Se acercó y me palmeó el hombro.
—¡Bien! ¡Bien! Desde el principio tuve la sensación de que tú comprenderías, Travis. Tienes sensibilidad. Tus poros están abiertos. Desmin piensa que eres un farsante. Me preocupé, llamé a Lee Dean y ella salió en tu defensa. ¿Estás enojado conmigo por investigar?
—De ninguna manera, Peter. De ninguna manera.
Las ventanas se habían oscurecido. Encendió dos lámparas y volvió a tenderse en el diván. Se oyó el ruido de una llave en la puerta y Josephine Laurant entró, con un conjunto safari blanco, una vincha de leopardo sosteniéndole el pelo y una chalina de seda blanca anudada al cuello.
Me hizo una inclinación de cabeza y se dirigió a Kessner.
—Está lloviendo otra vez, querido.
—¡Mierda! —aulló él—. ¿Qué me quieren hacer?
Ella se arrodilló en el diván junto a él y lo palmeó en la mejilla.
—Todo se va a arreglar.
Él le apartó el brazo con brusquedad, se levantó y se fue sin decir una palabra. Ella me miró y logró esbozar una débil sonrisa.
—Peter se pone muy tenso cuando trabaja. Ha llovido mucho.
—Eso me contaba.
—Nos ayudaría mucho que Take Five nos diera algún avance publicitario.
—¿Cuándo piensas estrenarla?
—No se sabe todavía. Hay muchísimo trabajo de montaje y doblaje que hacer todavía. Peter siempre hace el montaje él mismo. Es un arte, sabe.

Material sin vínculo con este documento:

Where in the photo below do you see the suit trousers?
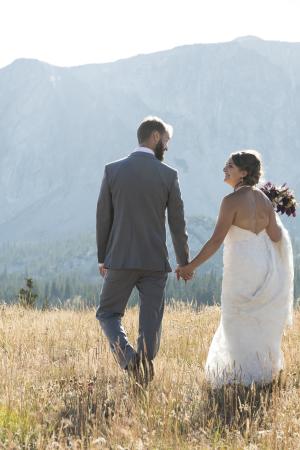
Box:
[96,269,168,369]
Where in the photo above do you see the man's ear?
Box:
[153,131,160,144]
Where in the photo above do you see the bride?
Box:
[177,151,294,387]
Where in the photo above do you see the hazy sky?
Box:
[0,0,300,67]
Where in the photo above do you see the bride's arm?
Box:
[180,196,235,273]
[266,203,282,242]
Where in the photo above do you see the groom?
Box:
[96,117,189,384]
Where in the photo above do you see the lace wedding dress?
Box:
[205,216,294,387]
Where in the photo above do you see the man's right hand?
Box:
[98,263,107,278]
[175,266,194,282]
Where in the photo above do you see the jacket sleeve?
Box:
[96,168,114,263]
[167,173,189,266]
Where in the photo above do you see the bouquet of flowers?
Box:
[260,182,297,217]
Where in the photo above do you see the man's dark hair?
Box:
[137,117,173,144]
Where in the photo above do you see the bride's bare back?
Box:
[227,186,281,241]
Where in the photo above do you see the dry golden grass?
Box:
[0,304,300,450]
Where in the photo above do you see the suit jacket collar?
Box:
[129,151,156,158]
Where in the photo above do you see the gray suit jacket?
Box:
[96,151,189,272]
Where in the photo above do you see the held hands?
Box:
[175,264,194,282]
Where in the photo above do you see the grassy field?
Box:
[0,304,300,450]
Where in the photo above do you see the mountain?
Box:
[0,36,300,242]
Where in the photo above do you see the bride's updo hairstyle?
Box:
[231,150,263,186]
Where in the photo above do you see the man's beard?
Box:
[154,140,165,161]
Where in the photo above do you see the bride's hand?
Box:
[175,264,194,281]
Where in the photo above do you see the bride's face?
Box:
[223,158,247,187]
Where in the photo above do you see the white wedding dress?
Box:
[205,216,294,387]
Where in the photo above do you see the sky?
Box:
[0,0,300,68]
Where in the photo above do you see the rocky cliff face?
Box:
[0,37,300,242]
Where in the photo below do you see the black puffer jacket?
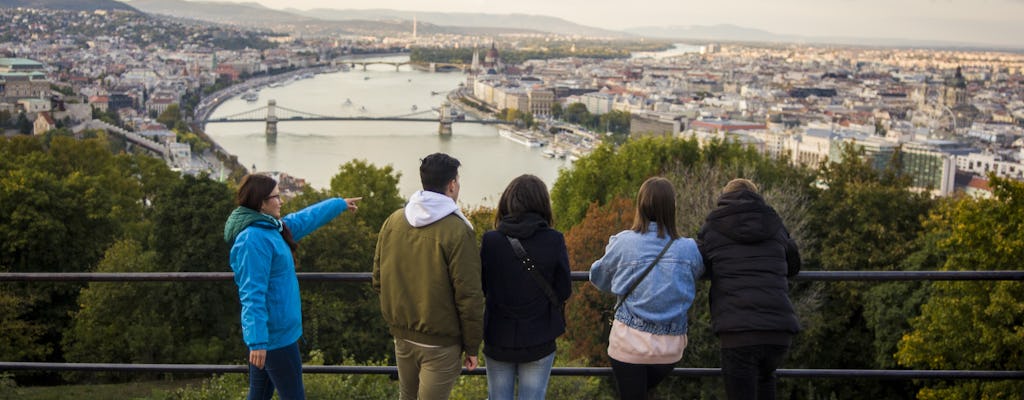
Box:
[697,190,800,347]
[480,213,572,362]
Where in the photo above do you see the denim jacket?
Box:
[590,222,703,335]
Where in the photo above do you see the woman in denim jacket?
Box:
[590,177,703,400]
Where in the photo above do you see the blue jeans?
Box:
[249,342,306,400]
[483,353,555,400]
[722,345,790,400]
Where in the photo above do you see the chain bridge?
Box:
[198,99,503,143]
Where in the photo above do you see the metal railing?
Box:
[0,270,1024,380]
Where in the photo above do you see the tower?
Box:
[943,66,967,107]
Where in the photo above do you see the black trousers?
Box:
[611,358,676,400]
[722,345,790,400]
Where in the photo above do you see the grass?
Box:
[0,379,206,400]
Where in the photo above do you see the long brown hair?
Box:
[630,176,679,238]
[495,174,553,228]
[234,174,299,258]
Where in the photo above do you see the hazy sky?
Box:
[199,0,1024,47]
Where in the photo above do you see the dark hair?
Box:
[495,174,553,227]
[722,178,758,194]
[420,152,462,194]
[630,176,679,238]
[234,174,299,258]
[234,174,278,211]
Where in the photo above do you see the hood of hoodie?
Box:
[707,190,782,243]
[224,207,283,245]
[498,213,548,239]
[406,190,473,228]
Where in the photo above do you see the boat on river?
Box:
[498,128,547,147]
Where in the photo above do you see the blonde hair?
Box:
[722,178,758,194]
[630,176,679,239]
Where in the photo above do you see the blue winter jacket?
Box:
[228,198,348,350]
[590,222,703,335]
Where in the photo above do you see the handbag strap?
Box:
[505,235,562,306]
[612,238,676,313]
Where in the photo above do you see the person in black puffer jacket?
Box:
[697,179,801,400]
[480,175,572,400]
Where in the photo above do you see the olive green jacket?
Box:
[373,209,483,356]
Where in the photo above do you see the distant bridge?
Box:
[345,60,469,73]
[346,60,412,71]
[197,99,504,143]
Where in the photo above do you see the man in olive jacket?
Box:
[373,152,483,400]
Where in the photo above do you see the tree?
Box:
[14,113,32,135]
[331,160,406,231]
[0,136,149,374]
[895,176,1024,400]
[551,138,700,230]
[793,145,933,399]
[564,102,591,125]
[296,160,404,363]
[63,175,244,382]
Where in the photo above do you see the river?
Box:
[199,57,569,207]
[206,44,699,207]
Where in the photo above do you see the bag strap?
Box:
[612,238,676,314]
[505,235,562,306]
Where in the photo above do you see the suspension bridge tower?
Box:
[266,99,278,144]
[437,101,452,136]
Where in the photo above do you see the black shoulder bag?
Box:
[611,238,676,320]
[505,235,565,321]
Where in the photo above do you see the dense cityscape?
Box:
[0,8,1024,195]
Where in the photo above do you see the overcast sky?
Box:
[195,0,1024,47]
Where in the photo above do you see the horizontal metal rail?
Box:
[0,270,1024,282]
[0,361,1024,380]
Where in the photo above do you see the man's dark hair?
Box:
[420,152,462,194]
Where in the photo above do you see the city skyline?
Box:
[169,0,1024,48]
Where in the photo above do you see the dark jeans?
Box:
[722,345,790,400]
[249,342,306,400]
[611,358,675,400]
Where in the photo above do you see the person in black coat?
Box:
[697,179,801,400]
[480,175,572,400]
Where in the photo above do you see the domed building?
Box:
[942,66,982,130]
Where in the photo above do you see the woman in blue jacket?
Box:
[480,175,572,400]
[224,174,361,400]
[590,177,703,400]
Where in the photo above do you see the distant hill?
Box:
[287,8,629,38]
[121,0,629,37]
[0,0,138,12]
[123,0,315,28]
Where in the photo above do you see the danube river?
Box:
[199,62,570,207]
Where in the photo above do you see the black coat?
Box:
[697,190,800,346]
[480,214,572,362]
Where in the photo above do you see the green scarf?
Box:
[224,207,282,245]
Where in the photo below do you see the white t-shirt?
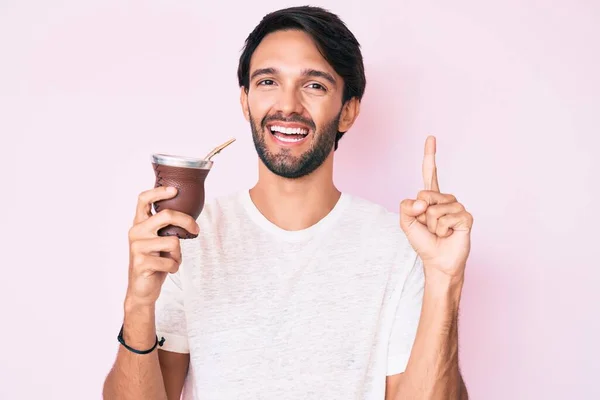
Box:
[156,191,424,400]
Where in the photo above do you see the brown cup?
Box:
[152,154,213,239]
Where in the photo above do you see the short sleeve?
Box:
[386,256,425,376]
[155,269,190,353]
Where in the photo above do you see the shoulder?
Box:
[345,194,414,256]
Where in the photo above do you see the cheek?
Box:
[248,91,277,115]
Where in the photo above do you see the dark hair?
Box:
[238,6,366,150]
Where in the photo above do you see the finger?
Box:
[133,186,177,224]
[423,136,440,192]
[131,236,181,262]
[435,211,473,237]
[134,210,200,239]
[400,199,427,231]
[417,190,456,206]
[425,202,465,233]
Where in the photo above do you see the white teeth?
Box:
[271,125,308,135]
[277,136,304,143]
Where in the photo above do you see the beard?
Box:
[248,110,342,179]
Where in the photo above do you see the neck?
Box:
[250,154,341,231]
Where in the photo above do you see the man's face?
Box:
[242,30,344,178]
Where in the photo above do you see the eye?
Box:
[308,82,327,91]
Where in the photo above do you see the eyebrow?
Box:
[250,68,337,85]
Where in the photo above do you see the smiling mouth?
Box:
[268,125,309,143]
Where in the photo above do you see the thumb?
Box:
[400,199,427,232]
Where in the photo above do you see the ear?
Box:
[240,86,250,122]
[338,97,360,132]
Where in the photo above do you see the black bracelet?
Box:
[117,325,165,354]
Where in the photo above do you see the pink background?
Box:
[0,0,600,400]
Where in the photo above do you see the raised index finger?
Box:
[423,136,440,192]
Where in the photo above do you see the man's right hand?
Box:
[126,187,200,307]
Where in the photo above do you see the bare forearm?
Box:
[103,303,167,400]
[396,270,468,400]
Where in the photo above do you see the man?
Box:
[104,7,472,400]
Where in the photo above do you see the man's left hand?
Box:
[400,136,473,279]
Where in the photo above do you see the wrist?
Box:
[123,297,156,350]
[123,296,156,316]
[424,267,464,298]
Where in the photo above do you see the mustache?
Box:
[261,114,317,131]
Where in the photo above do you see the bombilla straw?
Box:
[204,138,235,161]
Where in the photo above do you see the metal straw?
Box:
[204,138,235,161]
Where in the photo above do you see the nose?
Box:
[277,87,304,115]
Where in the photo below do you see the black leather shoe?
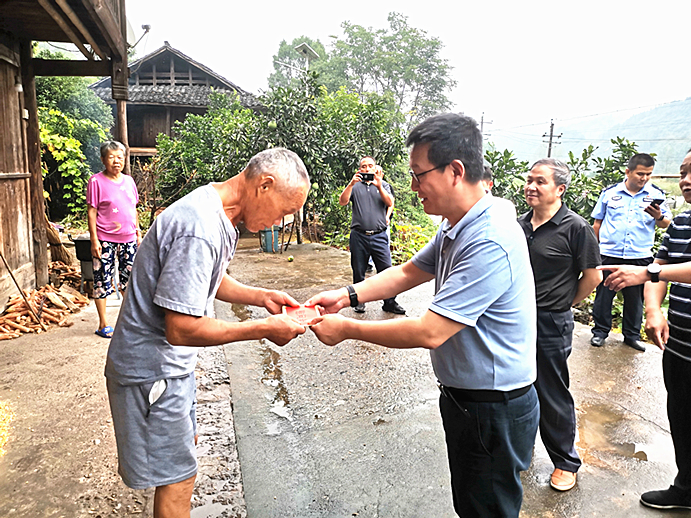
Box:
[624,338,645,351]
[590,336,605,347]
[381,301,405,315]
[641,486,691,509]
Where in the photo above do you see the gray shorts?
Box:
[106,372,197,489]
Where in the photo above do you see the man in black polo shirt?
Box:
[518,158,602,491]
[338,156,405,315]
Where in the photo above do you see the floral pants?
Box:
[92,241,137,299]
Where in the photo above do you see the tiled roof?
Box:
[92,85,259,108]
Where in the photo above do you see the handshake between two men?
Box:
[258,286,400,352]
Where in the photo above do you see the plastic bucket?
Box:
[259,225,281,252]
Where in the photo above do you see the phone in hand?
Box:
[283,304,321,326]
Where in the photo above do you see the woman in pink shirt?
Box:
[86,140,142,338]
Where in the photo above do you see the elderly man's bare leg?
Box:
[154,475,196,518]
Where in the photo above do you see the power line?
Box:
[495,99,686,131]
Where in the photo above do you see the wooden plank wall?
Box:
[0,42,36,308]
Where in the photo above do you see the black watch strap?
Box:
[346,284,359,308]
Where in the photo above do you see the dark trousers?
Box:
[593,255,653,340]
[662,350,691,497]
[439,387,540,518]
[535,309,581,473]
[350,230,396,303]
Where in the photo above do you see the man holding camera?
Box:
[590,153,672,351]
[338,156,405,315]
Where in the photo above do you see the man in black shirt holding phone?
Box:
[338,156,405,315]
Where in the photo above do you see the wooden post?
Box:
[20,40,48,287]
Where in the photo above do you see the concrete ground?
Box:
[0,238,691,518]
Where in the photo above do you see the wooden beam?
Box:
[20,40,48,286]
[38,0,94,60]
[116,99,130,174]
[82,0,127,58]
[55,0,108,61]
[31,58,112,76]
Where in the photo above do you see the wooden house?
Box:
[0,0,127,309]
[90,41,257,157]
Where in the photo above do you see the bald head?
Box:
[245,147,310,192]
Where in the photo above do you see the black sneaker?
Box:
[641,486,691,509]
[381,300,405,315]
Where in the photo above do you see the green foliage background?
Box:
[36,50,113,219]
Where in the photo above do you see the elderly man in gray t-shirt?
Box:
[105,148,310,516]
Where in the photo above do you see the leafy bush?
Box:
[38,108,106,219]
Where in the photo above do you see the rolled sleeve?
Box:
[154,237,216,316]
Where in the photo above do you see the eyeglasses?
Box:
[408,164,449,183]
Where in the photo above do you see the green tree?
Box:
[36,50,113,172]
[269,12,456,128]
[329,12,456,127]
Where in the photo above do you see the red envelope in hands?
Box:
[283,305,321,326]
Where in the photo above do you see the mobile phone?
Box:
[283,305,320,326]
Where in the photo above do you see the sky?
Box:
[126,0,691,136]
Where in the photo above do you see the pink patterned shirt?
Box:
[86,172,139,243]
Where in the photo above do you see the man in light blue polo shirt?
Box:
[307,113,539,517]
[590,153,672,351]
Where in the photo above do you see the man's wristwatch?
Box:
[648,263,662,282]
[346,284,359,308]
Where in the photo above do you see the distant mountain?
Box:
[488,97,691,175]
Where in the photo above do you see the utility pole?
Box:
[542,119,563,158]
[480,112,494,140]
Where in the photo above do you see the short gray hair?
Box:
[101,140,127,158]
[245,147,310,190]
[530,158,571,192]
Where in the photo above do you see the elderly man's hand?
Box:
[372,165,384,187]
[645,310,669,351]
[305,288,350,313]
[265,315,305,345]
[597,264,649,291]
[261,290,300,315]
[310,315,350,345]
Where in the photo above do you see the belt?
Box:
[353,228,386,236]
[439,383,533,403]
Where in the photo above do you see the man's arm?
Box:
[165,309,305,347]
[372,166,393,207]
[305,261,434,313]
[310,310,466,349]
[386,202,394,225]
[641,274,672,350]
[598,259,691,291]
[338,173,362,205]
[216,274,300,315]
[571,268,602,306]
[593,219,602,243]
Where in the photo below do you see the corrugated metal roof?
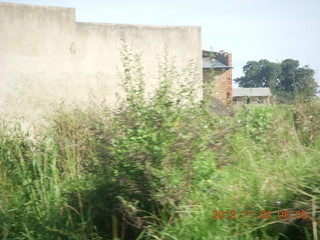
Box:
[202,58,230,69]
[232,88,272,97]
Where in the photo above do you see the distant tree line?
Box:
[234,59,319,103]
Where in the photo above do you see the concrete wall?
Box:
[0,3,202,124]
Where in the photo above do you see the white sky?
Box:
[5,0,320,85]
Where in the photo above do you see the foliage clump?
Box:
[0,46,320,240]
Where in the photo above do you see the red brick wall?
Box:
[203,51,232,104]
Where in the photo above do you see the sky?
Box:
[4,0,320,85]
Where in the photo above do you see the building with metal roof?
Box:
[232,88,272,105]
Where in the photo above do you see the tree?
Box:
[235,59,318,102]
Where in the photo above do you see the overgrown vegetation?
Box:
[0,46,320,240]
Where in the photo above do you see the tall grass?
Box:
[0,46,320,240]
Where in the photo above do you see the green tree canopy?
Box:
[235,59,318,101]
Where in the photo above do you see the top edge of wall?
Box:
[76,22,201,29]
[0,2,76,11]
[0,2,201,29]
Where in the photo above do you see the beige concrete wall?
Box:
[0,3,202,124]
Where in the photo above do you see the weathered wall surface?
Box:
[0,3,202,124]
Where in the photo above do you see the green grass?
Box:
[0,48,320,240]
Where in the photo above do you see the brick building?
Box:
[202,50,232,104]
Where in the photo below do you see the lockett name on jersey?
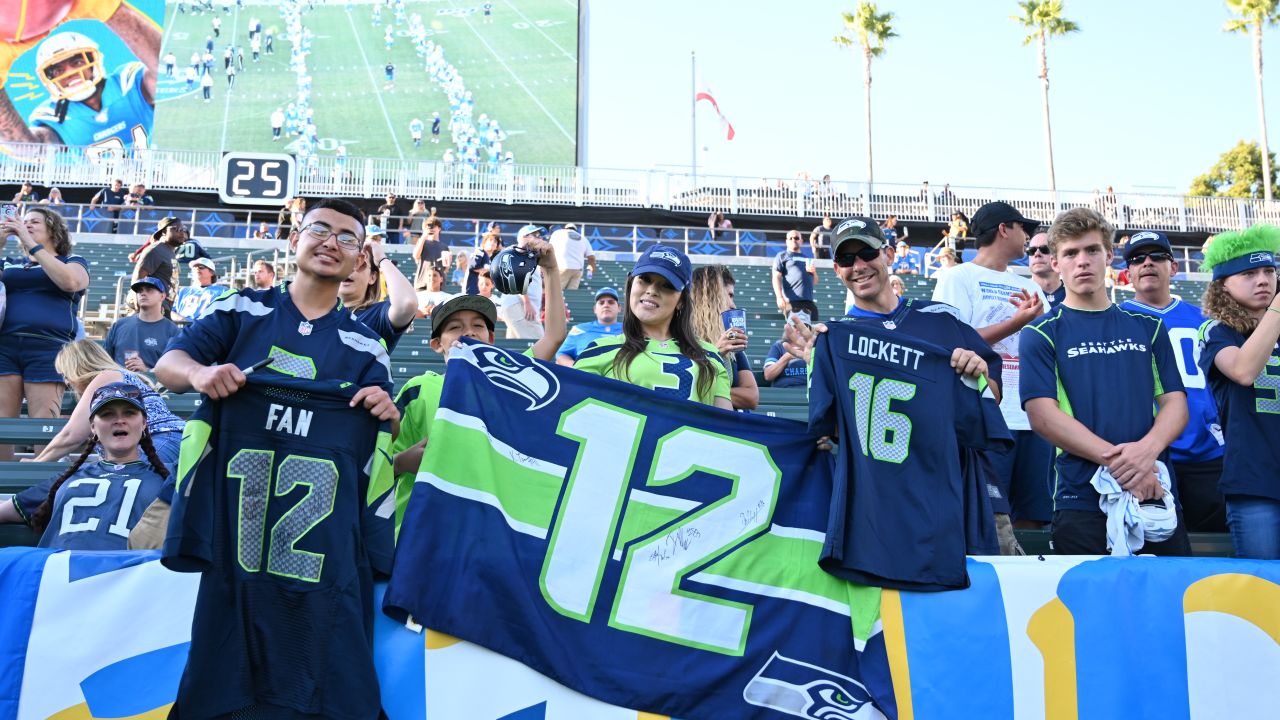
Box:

—Supongo que los dos tienen muy buenas razones para desear que tenga éxito.
Ella inclinó la cabeza a un lado. Sus ojos parecían viejos.
—¿A qué se refiere exactamente, Mr. McGee?
—Bueno, quiero decir que los dos invirtieron dinero en la película. Y usted hace mucho que no trabaja. Y a Peter le fue tan mal en las dos últimas. Lo que quiero decir es que debe ser muy importante para los dos…
—No me venga con eso. Yo no lo llamé. ¡Salga de aquí! ¡Fuera!
Había agarrado un pesado cenicero de vidrio. Me fui. Caminé bajo la llovizna hasta la carpa de la cocina. Desmin Grizzel estaba sentado en una mesa en un rincón con Jean Norman. Él y yo nos miramos hasta que él me hizo seña de que me acercara. Me senté frente a Jean, con el Sucio Bob a mi derecha. Se había mojado con la lluvia. El halo de barba canosa estaba enmarañado. Olía a perro mojado. Jean tenía unos sucios pantalones blancos y blusa amarilla. Estaba inclinada sobre el plato, comiendo el guiso con las manos. Tenía la boca toda sucia y le chorreaba salsa por las muñecas.
—Come con apetito, ¿no?
—¿Forgan llegó a hablar con ella?
Se sacó el cigarro apagado de la comisura de los labios y me miró.
—¿Qué sabes de eso?
—Lo que me dijo Peter. Joya llamó al FBI y les dijo que ustedes hacían películas pornográficas antes de irse.
—¿Peter te dijo eso?
—Yo estuve con él en la casa de Josie cuando hablo con Forgan.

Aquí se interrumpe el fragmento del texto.